Edgar T. Irons
Solebury, Pennsylvania 18963


My career of 35 years has been devoted to research and development in computer software. It has sometimes involved substantial periods of actively undertaking the research and development work personally. It has at other times involved building and running a team of programmers to turn ideas into products. Ten years of this career involved teaching and research in computer science as Professor of Computer Science at Yale University. Some of the work has resulted in widely recognized publications in the professional journals of computer science. Some of the work has resulted in products of considerable success and lifetime. The areas of concentration of the work include systems for parsing natural and computer languages, office automation systems, systems for managing compound documents, compilers for computer programming languages, and operating systems for computers.

Experience Chronology

1991 - 1999: Chief Scientist, Franklin Electronic Publishers

  • Produced a grammar checking program which checks grammar by parsing English sentences.
  • Designed and programmed an internal authoring system used to produce a number of Franklin products including several product catalogs for other companies, an organizer for Franklinís Digital Book system, and another one for its Bookman system, and the Pocket Quicken product. The organizers and Pocket Quicken were among the first to synchronize data in a handheld device with a PC.
  • Programmed several medical books in Java, and then in Visual C++ for the Windows CE operating system.
  • Programmed a Java interpreter for Franklinís 8 bit 6502 processor.
  • Provided technical advice to the executives of the corporation and Franklinís CEO, and assisted in technical marketing of a number of products. Coordinated product development in several products developed with other companies.
  • Programmed the Websterís Dictionary programs for Franklinís Web Page, including a standard HTML form version, and a Java version in which the viewer can operate a simulated Franklin product. Programmed the CGI Web server which does the lookup for both versions.

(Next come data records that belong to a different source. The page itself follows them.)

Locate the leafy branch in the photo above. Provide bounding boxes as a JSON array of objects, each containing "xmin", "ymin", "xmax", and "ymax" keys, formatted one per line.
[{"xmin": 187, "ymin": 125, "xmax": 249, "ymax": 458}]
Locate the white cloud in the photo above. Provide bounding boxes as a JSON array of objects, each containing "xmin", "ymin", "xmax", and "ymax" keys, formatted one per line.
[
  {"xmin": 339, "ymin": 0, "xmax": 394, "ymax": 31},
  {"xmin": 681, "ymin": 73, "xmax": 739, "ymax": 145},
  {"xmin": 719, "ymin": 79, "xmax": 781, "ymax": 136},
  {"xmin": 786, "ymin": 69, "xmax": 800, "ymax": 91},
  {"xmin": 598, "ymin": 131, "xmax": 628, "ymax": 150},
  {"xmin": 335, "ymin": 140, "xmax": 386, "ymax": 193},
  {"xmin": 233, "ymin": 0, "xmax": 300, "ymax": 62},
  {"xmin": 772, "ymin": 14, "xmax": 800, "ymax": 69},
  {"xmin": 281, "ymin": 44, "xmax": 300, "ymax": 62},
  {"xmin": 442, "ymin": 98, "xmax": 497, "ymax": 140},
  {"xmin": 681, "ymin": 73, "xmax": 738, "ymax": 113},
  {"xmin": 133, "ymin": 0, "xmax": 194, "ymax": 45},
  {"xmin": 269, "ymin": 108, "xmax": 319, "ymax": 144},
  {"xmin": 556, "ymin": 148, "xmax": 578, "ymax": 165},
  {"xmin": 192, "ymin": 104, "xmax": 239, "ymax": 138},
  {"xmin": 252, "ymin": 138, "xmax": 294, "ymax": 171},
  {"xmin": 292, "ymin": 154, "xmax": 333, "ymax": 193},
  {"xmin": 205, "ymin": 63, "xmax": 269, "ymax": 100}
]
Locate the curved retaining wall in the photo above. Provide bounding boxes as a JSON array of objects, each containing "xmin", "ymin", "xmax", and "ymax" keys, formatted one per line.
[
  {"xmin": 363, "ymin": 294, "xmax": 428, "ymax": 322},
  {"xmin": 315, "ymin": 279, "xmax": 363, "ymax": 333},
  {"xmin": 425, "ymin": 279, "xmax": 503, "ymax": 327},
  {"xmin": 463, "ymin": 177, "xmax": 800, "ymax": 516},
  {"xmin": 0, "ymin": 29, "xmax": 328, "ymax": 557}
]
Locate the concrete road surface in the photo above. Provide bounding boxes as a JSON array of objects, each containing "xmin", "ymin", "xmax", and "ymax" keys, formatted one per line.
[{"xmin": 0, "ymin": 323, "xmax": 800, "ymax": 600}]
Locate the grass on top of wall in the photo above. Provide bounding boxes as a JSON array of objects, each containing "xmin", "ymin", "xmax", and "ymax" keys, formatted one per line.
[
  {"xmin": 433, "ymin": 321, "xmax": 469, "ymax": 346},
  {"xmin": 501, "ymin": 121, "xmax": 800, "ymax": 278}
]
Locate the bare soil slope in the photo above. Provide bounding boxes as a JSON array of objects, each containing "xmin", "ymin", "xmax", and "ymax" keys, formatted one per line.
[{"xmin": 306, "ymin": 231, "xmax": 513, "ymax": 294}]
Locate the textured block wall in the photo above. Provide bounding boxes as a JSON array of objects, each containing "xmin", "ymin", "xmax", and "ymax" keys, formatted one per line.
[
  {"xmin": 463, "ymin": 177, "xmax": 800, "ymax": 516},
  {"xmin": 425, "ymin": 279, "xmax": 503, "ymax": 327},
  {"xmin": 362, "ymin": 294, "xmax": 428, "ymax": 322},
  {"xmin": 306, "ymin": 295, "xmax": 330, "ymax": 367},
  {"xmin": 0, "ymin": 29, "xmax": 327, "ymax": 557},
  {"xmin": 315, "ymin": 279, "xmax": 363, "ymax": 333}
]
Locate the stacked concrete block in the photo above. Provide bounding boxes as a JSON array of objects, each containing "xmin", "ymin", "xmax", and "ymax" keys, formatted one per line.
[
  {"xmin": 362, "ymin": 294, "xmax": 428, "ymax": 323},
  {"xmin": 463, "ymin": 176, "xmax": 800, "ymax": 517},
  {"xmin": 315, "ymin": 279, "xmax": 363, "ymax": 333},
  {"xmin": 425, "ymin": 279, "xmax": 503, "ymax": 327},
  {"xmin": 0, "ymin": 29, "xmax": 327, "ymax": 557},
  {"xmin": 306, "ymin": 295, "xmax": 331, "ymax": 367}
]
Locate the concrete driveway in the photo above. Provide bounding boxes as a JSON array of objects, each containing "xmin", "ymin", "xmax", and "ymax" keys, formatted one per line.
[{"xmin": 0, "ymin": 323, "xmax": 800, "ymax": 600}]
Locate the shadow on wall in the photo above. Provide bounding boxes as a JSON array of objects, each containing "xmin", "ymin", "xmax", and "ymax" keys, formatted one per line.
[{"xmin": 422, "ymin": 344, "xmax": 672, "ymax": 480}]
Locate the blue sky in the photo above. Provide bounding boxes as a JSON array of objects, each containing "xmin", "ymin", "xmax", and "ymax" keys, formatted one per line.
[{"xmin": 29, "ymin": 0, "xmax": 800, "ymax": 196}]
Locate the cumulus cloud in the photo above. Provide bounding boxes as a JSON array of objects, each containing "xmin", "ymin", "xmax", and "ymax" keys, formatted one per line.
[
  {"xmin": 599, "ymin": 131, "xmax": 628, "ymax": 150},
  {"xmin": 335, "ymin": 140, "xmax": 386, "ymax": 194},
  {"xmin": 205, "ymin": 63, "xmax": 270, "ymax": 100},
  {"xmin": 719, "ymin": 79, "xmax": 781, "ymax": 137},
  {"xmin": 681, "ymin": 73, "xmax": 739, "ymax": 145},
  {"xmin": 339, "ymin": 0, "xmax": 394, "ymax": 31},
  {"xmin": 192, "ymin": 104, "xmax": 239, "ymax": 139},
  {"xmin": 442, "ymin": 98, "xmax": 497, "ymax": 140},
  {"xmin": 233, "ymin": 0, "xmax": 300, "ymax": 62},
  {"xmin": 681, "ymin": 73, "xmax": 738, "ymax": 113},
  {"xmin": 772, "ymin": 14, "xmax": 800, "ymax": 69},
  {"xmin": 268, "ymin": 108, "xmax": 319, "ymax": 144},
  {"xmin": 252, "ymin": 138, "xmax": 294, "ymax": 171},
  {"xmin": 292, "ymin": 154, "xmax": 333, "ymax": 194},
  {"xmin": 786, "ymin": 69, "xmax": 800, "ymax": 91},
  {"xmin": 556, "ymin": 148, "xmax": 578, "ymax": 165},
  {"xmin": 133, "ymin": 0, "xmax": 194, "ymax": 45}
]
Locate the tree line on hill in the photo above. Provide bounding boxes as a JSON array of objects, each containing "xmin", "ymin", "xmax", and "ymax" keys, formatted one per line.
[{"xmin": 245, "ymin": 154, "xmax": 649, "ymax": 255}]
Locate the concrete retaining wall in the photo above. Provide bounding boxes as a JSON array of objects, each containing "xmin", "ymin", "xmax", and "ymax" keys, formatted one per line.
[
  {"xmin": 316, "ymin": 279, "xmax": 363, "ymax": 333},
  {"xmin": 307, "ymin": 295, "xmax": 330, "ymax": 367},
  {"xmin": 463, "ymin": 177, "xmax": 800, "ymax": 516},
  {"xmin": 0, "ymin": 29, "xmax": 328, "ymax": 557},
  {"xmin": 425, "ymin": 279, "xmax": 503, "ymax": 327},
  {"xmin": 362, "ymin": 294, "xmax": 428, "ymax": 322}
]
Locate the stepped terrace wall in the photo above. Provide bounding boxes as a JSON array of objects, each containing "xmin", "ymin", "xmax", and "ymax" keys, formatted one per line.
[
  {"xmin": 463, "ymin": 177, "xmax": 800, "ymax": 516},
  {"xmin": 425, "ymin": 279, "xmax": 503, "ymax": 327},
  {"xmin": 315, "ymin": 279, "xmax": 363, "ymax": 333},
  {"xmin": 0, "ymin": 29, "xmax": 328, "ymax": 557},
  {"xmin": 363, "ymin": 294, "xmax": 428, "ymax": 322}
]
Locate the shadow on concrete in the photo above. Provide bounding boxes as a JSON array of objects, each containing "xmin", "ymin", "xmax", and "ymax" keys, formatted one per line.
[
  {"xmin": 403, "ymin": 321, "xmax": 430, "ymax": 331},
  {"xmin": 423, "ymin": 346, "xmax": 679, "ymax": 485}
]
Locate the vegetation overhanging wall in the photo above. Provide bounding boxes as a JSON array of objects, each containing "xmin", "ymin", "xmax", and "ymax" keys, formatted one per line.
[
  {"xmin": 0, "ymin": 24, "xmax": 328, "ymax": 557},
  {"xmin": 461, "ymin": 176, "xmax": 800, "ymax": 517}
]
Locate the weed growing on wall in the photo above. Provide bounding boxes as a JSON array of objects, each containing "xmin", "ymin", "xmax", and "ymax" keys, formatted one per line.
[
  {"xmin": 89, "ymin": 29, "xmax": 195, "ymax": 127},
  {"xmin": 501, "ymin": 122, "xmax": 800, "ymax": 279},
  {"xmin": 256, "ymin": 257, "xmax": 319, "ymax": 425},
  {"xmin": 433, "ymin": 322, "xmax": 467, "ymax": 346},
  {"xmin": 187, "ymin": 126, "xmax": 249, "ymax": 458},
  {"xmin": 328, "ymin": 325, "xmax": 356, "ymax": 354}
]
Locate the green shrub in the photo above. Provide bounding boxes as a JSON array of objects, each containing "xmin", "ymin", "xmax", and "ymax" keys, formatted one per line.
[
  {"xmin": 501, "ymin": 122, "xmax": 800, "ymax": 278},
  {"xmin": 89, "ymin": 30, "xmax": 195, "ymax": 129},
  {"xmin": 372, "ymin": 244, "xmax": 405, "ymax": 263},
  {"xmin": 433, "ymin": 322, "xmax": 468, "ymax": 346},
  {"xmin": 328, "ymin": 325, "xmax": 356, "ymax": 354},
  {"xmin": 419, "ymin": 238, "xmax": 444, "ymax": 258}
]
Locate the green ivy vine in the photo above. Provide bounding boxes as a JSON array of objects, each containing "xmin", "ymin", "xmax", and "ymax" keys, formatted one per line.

1984-1991: President, Slater Towar Ltd.

  • Undertook development work for natural language systems, with particular application to parsing and extracting meaning from English sentences.
  • Directed contracted work in data base interrogation systems for a private software company.
  • Directed contracted work in extensible compilers and operating systems for super-computers for the defense department.
  • Directed the development of a UNIX office automation system for managing compound documents (mixed graphics, spreadsheets, and text).

1980-1984: Director of Research, Interactive Systems Corporation (now part of SunSoft).

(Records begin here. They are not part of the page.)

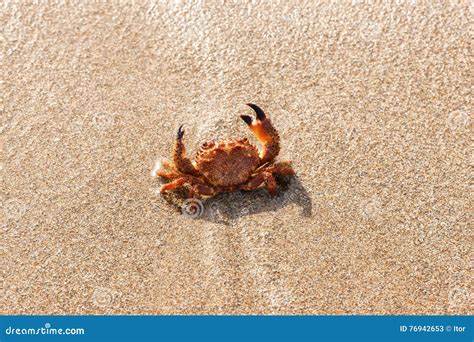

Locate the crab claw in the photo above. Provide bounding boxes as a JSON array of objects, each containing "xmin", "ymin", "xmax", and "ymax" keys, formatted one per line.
[
  {"xmin": 246, "ymin": 103, "xmax": 266, "ymax": 122},
  {"xmin": 240, "ymin": 115, "xmax": 252, "ymax": 126},
  {"xmin": 176, "ymin": 125, "xmax": 184, "ymax": 140}
]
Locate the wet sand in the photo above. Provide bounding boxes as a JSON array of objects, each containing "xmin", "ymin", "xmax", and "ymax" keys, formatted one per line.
[{"xmin": 0, "ymin": 1, "xmax": 473, "ymax": 314}]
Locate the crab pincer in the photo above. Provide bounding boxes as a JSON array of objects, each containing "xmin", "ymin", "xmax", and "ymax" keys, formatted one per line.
[{"xmin": 157, "ymin": 103, "xmax": 294, "ymax": 196}]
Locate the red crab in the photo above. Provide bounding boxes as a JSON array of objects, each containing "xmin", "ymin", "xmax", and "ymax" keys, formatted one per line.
[{"xmin": 157, "ymin": 103, "xmax": 295, "ymax": 197}]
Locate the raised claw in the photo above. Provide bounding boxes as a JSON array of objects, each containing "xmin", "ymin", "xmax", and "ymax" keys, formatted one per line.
[
  {"xmin": 240, "ymin": 115, "xmax": 252, "ymax": 126},
  {"xmin": 176, "ymin": 125, "xmax": 184, "ymax": 139},
  {"xmin": 247, "ymin": 103, "xmax": 266, "ymax": 121}
]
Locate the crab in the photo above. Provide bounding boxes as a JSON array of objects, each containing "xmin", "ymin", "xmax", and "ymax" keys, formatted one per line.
[{"xmin": 157, "ymin": 103, "xmax": 295, "ymax": 198}]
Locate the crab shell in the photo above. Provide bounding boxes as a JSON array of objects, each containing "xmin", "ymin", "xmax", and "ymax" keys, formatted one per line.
[{"xmin": 195, "ymin": 138, "xmax": 260, "ymax": 187}]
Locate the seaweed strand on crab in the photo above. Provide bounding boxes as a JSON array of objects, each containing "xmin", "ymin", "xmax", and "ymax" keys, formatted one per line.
[{"xmin": 157, "ymin": 103, "xmax": 295, "ymax": 198}]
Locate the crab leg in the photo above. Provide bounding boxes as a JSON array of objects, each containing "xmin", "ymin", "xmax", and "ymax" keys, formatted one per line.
[
  {"xmin": 173, "ymin": 125, "xmax": 198, "ymax": 175},
  {"xmin": 240, "ymin": 103, "xmax": 280, "ymax": 164}
]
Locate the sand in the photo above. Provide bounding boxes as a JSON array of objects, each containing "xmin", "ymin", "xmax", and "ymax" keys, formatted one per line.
[{"xmin": 0, "ymin": 1, "xmax": 474, "ymax": 314}]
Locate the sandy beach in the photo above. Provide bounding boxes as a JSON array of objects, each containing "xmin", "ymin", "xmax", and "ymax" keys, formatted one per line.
[{"xmin": 0, "ymin": 1, "xmax": 474, "ymax": 315}]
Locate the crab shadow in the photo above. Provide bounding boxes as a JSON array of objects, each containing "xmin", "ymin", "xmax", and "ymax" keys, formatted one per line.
[{"xmin": 163, "ymin": 176, "xmax": 312, "ymax": 225}]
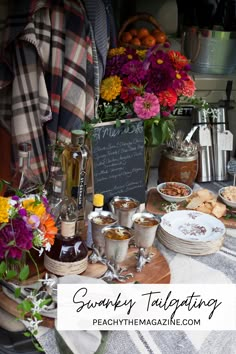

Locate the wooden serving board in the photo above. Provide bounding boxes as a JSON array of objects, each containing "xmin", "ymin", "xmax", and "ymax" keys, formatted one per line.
[
  {"xmin": 0, "ymin": 247, "xmax": 171, "ymax": 328},
  {"xmin": 146, "ymin": 188, "xmax": 236, "ymax": 229}
]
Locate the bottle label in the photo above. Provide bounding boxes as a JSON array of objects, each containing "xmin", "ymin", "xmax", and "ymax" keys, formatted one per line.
[
  {"xmin": 77, "ymin": 171, "xmax": 86, "ymax": 210},
  {"xmin": 86, "ymin": 220, "xmax": 93, "ymax": 248},
  {"xmin": 44, "ymin": 254, "xmax": 88, "ymax": 275},
  {"xmin": 61, "ymin": 221, "xmax": 75, "ymax": 237}
]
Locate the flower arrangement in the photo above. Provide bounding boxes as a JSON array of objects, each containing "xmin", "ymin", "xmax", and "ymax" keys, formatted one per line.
[
  {"xmin": 0, "ymin": 194, "xmax": 57, "ymax": 278},
  {"xmin": 0, "ymin": 188, "xmax": 57, "ymax": 351},
  {"xmin": 98, "ymin": 43, "xmax": 198, "ymax": 146}
]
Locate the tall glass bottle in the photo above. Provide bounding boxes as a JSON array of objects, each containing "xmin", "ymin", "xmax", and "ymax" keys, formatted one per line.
[
  {"xmin": 4, "ymin": 143, "xmax": 41, "ymax": 196},
  {"xmin": 86, "ymin": 194, "xmax": 104, "ymax": 248},
  {"xmin": 44, "ymin": 198, "xmax": 88, "ymax": 275},
  {"xmin": 62, "ymin": 130, "xmax": 89, "ymax": 235},
  {"xmin": 44, "ymin": 143, "xmax": 65, "ymax": 198},
  {"xmin": 48, "ymin": 171, "xmax": 68, "ymax": 228}
]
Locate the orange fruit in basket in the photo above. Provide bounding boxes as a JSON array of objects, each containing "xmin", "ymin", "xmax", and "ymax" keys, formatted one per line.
[
  {"xmin": 129, "ymin": 28, "xmax": 138, "ymax": 37},
  {"xmin": 151, "ymin": 28, "xmax": 161, "ymax": 36},
  {"xmin": 137, "ymin": 27, "xmax": 150, "ymax": 39},
  {"xmin": 154, "ymin": 32, "xmax": 167, "ymax": 43},
  {"xmin": 121, "ymin": 32, "xmax": 133, "ymax": 43},
  {"xmin": 130, "ymin": 37, "xmax": 141, "ymax": 47},
  {"xmin": 142, "ymin": 35, "xmax": 156, "ymax": 48}
]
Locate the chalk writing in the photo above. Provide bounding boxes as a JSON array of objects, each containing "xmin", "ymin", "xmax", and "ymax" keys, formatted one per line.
[{"xmin": 92, "ymin": 121, "xmax": 145, "ymax": 203}]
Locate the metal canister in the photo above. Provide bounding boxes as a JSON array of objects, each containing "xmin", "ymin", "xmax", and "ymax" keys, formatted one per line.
[
  {"xmin": 158, "ymin": 152, "xmax": 198, "ymax": 187},
  {"xmin": 212, "ymin": 107, "xmax": 230, "ymax": 181},
  {"xmin": 193, "ymin": 109, "xmax": 215, "ymax": 182}
]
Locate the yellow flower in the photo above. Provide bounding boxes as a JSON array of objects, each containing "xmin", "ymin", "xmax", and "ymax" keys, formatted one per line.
[
  {"xmin": 22, "ymin": 198, "xmax": 46, "ymax": 218},
  {"xmin": 108, "ymin": 47, "xmax": 126, "ymax": 58},
  {"xmin": 100, "ymin": 75, "xmax": 122, "ymax": 101},
  {"xmin": 0, "ymin": 197, "xmax": 10, "ymax": 223}
]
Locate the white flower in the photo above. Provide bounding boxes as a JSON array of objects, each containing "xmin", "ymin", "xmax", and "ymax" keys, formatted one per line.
[
  {"xmin": 38, "ymin": 247, "xmax": 44, "ymax": 257},
  {"xmin": 44, "ymin": 242, "xmax": 51, "ymax": 252},
  {"xmin": 25, "ymin": 317, "xmax": 43, "ymax": 332}
]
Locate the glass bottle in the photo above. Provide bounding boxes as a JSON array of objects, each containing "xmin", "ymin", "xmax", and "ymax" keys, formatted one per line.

  • Directed the development of the INed editing and office system for UNIX, marketed by IBM in their systems including the RS 6000 workstation.

1969-1980: Professor of Computer Science, Yale University.

  • One of the two founders of the Computer Science Department at Yale, helped build that department from a fledgling effort to a nationally recognized center of excellence.
  • Worked in the parsing of ambiguous statements in languages.
  • Designed and implemented a unique computer laboratory for use in teaching and research, in which all students, even in large undergraduate courses had access for the first time to individual state of the art time sharing for research and learning.
  • Chairman of the Computer Science Department 1977-1978

1960-1969: Member of the technical staff, Institute for Defense Analyses

  • Invented the "Syntax Directed Compiler" a technique for parsing sentences according to a formal description of a grammar. Applications included user extensible programming languages, including one of the first languages used for system programming, IMP. The publication about this work received recognition in 1982 as a landmark publication in computer science from the Association for Computing Machinery (the main professional computer science organization).
  • Programmed an innovative time sharing operating system for Cray supercomputers. This system and the IMP programming language received major usage in the Defense Department for 20 years. It was one of the first computer systems to use video terminals for computer programming, and included most of the capabilities of the very popular UNIX system 6 years before that system was announced.


  • 1958 B. S. E. Princeton University
  • 1959 M. S. California Institute of Technology

Important Publications

  • A Syntax Directed Compiler for ALGOL60. ACM Communications, January, 1961. Introduced the concept of syntax directed processing. Recognized in 1982 a landmark publication in Computer Science by the ACM.
  • A CRT Editor. ACM Communications, 1972. Described the super computer operating system and its use of TV terminals for editing text and running the computer.
  • An Error Correcting Parse Algorithm. ACM Communications, November 1963. Described techniques for usefully managing ungrammatical sentences while parsing.
  • Structural Connections in Formal Languages. ACM Communications, February 1964. Explored computer parsing techniques for different kinds of languages.
  • Multiple Track Programming. Yale University Research Report, October 1970. Described techniques for managing very ambiguous sentences in parsing.